Le voisin à l’ouest était « Ti-Coq », né Philias Fournier, marié en premières noces avec Joséphine Legros (la première des 26 enfants d’Albert Legros…) et en deuxièmes noces avec Laura Gosselin. Le couple était sans enfants, lui. Annexée à leur maison, une petite boucherie exploitée par des Giasson, puis Thomas Morneau.
À cette époque, la route de l’Église (aujourd’hui la route 204) ne se rendait pas à la « route nationale ». Les piétons pouvaient cependant passer droit puisqu’il y avait un sentier, le « charcotte » (short cut), qui menait (lui aussi !) dans la cour arrière du restaurant Chez Lucien et, de là, à la route 2 (aujourd’hui la route 132). Les véhicules, eux, devaient tourner à droite, vers l’église, ou à gauche, vers la rue du Quai. (Une légende familiale veut que ma mère mettait les patates au feu quand elle entendait les pneus de l’auto paternelle crisser dans la courbe, en tournant à droite, la cuisson étant parfaite quand il revenait à la maison après être passé au bureau de poste…)
Boucherie Thomas MorneauLa boucherie dévastée en 1967 (coll. privée).

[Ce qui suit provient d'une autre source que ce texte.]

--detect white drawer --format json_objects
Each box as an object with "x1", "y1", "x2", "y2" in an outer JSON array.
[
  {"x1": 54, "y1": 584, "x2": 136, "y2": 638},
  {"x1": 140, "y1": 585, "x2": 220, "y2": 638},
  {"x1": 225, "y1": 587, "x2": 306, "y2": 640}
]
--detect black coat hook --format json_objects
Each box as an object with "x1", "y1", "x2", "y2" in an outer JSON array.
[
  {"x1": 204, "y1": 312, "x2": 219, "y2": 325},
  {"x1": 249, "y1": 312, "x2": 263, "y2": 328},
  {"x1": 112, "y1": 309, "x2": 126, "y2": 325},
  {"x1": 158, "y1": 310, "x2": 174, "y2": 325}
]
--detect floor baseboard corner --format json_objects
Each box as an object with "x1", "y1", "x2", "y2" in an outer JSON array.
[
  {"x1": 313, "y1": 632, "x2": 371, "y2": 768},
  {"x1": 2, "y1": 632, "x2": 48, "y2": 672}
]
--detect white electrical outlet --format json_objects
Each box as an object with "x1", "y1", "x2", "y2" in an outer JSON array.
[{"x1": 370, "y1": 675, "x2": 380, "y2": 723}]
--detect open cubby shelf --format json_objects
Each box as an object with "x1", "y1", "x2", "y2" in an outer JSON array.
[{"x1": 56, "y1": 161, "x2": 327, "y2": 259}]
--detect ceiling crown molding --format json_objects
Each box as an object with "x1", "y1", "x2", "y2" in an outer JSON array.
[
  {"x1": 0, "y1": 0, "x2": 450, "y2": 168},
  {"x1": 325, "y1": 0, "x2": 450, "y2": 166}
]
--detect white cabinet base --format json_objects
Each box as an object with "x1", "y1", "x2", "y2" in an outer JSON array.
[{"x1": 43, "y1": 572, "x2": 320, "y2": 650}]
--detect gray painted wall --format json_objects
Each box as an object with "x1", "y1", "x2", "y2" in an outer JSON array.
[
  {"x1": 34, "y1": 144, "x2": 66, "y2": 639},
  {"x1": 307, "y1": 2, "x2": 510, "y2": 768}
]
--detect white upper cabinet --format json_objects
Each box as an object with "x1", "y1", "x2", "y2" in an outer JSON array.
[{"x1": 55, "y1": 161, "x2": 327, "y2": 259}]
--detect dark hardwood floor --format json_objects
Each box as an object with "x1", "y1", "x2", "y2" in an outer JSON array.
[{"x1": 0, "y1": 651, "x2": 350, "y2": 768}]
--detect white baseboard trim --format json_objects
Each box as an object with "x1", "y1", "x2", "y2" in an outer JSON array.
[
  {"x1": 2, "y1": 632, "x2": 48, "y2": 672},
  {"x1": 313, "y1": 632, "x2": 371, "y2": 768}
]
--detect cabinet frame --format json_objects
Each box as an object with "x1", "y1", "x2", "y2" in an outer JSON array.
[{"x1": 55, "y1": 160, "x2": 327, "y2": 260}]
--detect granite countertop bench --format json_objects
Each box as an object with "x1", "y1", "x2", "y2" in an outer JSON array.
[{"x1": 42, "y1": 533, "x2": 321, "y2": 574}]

Mais, ça ne tournait pas toujours. C’est ce qui est arrivé en 1967, quand un camionneur manquant de freins a déversé son chargement de bois sur la boucherie, ce qui présageait la fin de la résidence de Ti-Coq et du « charcotte ». Quelques années plus tard, la 204 était prolongée : notre jardin était exproprié, notre « derrière » était exposé à la circulation, mais on gagnait une sortie rapide vers la 132.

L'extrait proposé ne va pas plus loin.